Since we’re good software engineers, we know that an L1 cache reference is about 1ns, and a main memory fetch is about 100ns. Furthermore, the mov instruction used here is seven bytes wide! So not only is this code slower, the mov instruction used by do_ptr() is two bytes wider than the mov instruction used by do_arr(). One again, the explanation here is that do_ptr() has to dereference ptr, which is why it needs a different kind of mov instruction.
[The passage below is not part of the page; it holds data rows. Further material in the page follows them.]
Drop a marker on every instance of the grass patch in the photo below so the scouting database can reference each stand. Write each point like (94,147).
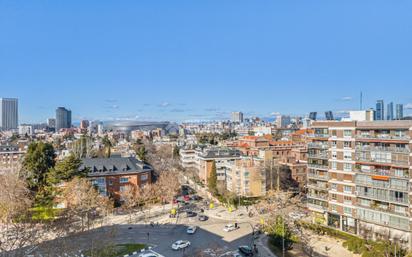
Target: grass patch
(44,213)
(115,250)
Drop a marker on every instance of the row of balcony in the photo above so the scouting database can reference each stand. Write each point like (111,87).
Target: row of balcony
(383,136)
(368,148)
(382,160)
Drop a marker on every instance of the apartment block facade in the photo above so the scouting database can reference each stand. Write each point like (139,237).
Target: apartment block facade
(359,178)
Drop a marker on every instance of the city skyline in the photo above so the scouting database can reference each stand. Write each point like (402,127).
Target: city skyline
(199,61)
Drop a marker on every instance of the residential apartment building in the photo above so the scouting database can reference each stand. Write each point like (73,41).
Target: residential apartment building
(113,175)
(63,118)
(222,157)
(358,177)
(10,157)
(247,177)
(9,113)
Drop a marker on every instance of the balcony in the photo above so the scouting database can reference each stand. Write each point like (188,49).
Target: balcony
(385,198)
(322,186)
(323,197)
(315,207)
(318,166)
(323,156)
(400,150)
(381,172)
(383,137)
(382,160)
(318,146)
(318,176)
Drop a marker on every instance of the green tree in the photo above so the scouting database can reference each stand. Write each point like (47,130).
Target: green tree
(212,180)
(142,153)
(279,233)
(108,146)
(40,157)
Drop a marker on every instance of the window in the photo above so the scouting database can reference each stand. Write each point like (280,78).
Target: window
(144,177)
(124,180)
(347,133)
(347,167)
(347,199)
(347,189)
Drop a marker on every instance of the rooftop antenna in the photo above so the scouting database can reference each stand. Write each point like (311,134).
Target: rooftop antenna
(361,101)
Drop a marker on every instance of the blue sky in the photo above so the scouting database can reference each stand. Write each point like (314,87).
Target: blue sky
(188,60)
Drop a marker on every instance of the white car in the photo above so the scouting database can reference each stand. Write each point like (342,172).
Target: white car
(181,244)
(150,254)
(191,229)
(230,227)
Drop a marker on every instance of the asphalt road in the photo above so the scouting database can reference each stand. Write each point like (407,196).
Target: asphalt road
(209,235)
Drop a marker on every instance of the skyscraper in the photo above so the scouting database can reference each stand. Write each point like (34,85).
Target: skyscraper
(389,111)
(380,110)
(399,111)
(9,113)
(63,118)
(237,117)
(329,115)
(313,115)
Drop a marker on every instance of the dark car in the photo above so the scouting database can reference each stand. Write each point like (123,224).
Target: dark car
(203,217)
(246,250)
(190,214)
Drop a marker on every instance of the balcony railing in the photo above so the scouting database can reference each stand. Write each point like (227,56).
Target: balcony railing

If you’ve been paying close attention, you might wonder why the compiler is using this weird looking instruction pointer relative addressing scheme for do_ptr. Normally instruction pointer relative addressing is used for position independent code (PIC), but this code doesn’t actually need to be position independent, since the address of the string constant isn’t randomized. The reason is much more subtle: the compiler is using this addressing mode as a trick to save a few bytes of space. You’ll notice that the mov instruction is 7 bytes wide, but memory locations on 64-bit machines are 8 bytes in size. Relative addressing is done using a 32-bit relative immediate value. If an immediate 64-bit value was used the instruction would end up being 10 bytes wide: 2 bytes to encode the mov plus output register, and 8 bytes to encode the 64-bit immediate value.

Conclusion

Since C arrays can “decay” into pointer types, we often think of them as the same, but they’re actually different. Pointers have their own memory address, which points to data. An array is more like the data itself, and does not have a distinct address from the data it points to. Using the array syntax is slightly better: arrays don’t need to be dereferenced, and you’ll save a few bytes of memory (and disk space) by using an array.
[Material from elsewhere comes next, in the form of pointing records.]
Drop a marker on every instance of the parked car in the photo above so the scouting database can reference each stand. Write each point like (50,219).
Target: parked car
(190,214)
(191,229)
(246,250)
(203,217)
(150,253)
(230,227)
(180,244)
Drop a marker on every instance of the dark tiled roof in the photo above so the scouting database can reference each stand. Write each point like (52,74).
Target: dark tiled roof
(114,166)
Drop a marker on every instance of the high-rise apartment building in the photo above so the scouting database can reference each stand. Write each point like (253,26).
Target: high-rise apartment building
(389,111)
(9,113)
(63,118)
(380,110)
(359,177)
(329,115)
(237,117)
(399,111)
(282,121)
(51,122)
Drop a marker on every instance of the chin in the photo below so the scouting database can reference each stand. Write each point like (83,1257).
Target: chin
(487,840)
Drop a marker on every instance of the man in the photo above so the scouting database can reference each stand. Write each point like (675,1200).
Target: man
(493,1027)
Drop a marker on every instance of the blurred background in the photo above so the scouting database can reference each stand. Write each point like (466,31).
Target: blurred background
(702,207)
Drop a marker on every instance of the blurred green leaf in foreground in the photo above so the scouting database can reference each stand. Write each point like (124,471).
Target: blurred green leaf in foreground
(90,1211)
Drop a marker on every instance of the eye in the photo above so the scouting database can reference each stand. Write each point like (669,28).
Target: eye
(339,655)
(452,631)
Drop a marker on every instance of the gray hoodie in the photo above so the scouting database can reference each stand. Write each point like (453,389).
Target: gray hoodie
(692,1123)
When possible, you should prefer declaring global string constants using array syntax.

P.S. If you were paying really close attention, you may have noticed that the calls to bogus() were preceded by mysterious xorl %eax, %eax instructions, which set the value of %eax to 0, even though that register appears to be unused. In an upcoming blog post, I’ll explain why the compiler emits this instruction.